Cosa vedi nel tuo futuro?
“Nel mio futuro vedo sempre e comunque la comunicazione del vino. Ovviamente i social cambiano di giorno in giorno; ho quasi 29 anni ma inizio a sentirmi vecchia in questo mondo, è una cosa di cui devo tenere conto. Non posso non considerare anche la mia altra attività, che già oggi occupa almeno il 70% del mio tempo e prenderà sempre più piede. Voglio continuare a fare comunicazione per chi non è del settore. Tante persone che mi seguono mi chiedono perché non organizzo masterclass o corsi di avvicinamento al vino: mi piacerebbe poter dare nozioni in più a chi grazie a me si interessa a questo tema.

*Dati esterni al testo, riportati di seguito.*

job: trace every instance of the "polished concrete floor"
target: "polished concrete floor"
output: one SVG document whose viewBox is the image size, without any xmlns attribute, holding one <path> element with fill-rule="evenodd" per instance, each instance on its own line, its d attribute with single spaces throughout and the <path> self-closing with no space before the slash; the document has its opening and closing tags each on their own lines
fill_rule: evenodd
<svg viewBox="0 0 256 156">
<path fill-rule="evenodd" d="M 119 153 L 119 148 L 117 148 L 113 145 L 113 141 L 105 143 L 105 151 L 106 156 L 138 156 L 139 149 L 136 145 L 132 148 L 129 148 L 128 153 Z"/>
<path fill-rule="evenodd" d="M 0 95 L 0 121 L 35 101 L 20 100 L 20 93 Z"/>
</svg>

Avevo anche pensato ad un podcast sul mondo del vino ed era nata un’idea con i ragazzi di Eccellenza Italiana; sono molto bravi e si occupano di tutto quello che è eccellenza nel nostro Paese, quindi vino, cibo, moda, arte. Mi piacerebbe studiare nuovi format, in modo comunque sempre snello e leggero, perché l’attenzione è sempre in calo. Se si trova il modo giusto per raccontare il vino, le persone si interessano. È giusto che tutti, soprattutto i giovani, si sentano liberi di poter approcciare questo mondo, cosa che oggi purtroppo non succede.”